Management & Leadership
Micromanaging and competence
2 Jul 2024
Too many leaders are so afraid of micromanaging that they become completely hands off.
But giving instruction to build competence is not micromanagement. Neither is providing feedback. Avoiding instruction or feedback because you fear the micromanager label does a disservice to your employee.
If I’m driving with Frank and I say he should check his mirror more often, that sounds like obvious micromanagement. But what if I told you that Frank is my nephew and has only been driving for a week?
The context is important. Now I’m not micromanaging, I’m giving instruction to build competence. If I’m still telling him to check his mirrors 2 years later when he’s an otherwise competent driver, that’s micromanaging.
Competence is context dependent. I might trust Frank to drive me to the airport. But that doesn’t mean I’d trust him to fly the plane when we got there.
You can also provide detailed instruction without micromanaging if you have more information than the other person, as long as you also explain why you’re doing it. It’s It would be obnoxious to tell a friend who regularly drives a certain route that they should take the freeway instead of surface streets. But it’s informational to tell them they should take the freeway because this morning you saw a lot of new construction closing the surface streets.
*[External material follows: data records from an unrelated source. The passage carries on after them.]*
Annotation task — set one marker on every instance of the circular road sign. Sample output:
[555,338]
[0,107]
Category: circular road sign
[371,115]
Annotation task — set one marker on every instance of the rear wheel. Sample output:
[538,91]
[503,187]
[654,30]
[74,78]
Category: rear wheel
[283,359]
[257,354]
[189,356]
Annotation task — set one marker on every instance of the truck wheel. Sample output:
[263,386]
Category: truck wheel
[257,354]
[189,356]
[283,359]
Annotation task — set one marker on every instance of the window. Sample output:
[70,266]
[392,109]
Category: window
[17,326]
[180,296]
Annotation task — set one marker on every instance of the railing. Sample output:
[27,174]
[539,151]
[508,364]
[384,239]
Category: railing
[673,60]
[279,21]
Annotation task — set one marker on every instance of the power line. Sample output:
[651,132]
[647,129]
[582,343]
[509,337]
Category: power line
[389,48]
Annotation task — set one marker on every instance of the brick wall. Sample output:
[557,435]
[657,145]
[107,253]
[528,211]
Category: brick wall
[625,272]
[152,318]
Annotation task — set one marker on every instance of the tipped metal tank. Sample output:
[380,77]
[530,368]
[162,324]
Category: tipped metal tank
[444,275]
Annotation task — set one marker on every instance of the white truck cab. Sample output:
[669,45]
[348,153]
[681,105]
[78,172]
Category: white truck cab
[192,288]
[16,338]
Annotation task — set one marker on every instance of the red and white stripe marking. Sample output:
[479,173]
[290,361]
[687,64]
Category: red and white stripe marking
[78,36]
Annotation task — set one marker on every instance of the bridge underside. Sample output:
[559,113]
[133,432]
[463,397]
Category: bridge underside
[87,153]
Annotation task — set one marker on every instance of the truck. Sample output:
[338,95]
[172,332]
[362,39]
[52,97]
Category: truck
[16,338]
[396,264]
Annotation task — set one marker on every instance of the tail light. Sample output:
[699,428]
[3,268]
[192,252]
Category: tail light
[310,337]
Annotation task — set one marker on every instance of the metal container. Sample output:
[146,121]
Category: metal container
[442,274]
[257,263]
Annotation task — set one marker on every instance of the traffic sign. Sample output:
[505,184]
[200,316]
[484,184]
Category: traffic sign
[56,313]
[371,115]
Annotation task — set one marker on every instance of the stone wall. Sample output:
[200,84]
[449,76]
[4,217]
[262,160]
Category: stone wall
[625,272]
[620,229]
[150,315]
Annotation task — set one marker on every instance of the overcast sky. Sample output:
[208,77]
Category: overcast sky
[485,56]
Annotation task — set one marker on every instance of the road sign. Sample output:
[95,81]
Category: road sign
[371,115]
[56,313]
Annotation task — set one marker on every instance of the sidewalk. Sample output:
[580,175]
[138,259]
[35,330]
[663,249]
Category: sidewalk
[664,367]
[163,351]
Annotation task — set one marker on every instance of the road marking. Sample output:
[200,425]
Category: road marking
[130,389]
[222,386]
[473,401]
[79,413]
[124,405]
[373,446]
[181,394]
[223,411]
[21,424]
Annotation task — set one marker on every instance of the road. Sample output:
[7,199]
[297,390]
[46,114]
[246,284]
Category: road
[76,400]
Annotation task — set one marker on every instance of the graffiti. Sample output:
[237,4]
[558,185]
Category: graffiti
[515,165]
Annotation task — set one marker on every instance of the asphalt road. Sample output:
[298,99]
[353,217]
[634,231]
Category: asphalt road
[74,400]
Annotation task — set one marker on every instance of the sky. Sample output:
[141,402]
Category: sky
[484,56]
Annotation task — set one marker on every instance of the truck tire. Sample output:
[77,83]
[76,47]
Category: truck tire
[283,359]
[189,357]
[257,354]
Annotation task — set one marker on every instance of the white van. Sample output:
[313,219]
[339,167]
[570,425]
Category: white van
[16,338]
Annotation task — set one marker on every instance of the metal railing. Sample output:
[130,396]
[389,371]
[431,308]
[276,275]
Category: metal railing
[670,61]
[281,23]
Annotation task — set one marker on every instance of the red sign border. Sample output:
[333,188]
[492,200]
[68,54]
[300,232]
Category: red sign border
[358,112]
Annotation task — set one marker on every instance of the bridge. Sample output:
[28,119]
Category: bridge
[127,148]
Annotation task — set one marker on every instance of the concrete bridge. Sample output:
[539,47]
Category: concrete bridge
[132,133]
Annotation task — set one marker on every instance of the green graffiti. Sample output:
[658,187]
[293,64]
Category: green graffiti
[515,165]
Providing feedback can be seen as micromanagement unless you provide context. Without context, this sort of feedback is criticism. It’s criticism to tell Frank he drives too fast and changes lanes too often. But it’s feedback if you tell him that because he drives this way, all his friends are afraid to ride with him. If you didn’t provide this feedback, he might never know why his friends always seem to be busy when he offers to drive somewhere.
When building competence, providing new information, or giving feedback, you cannot be hands off.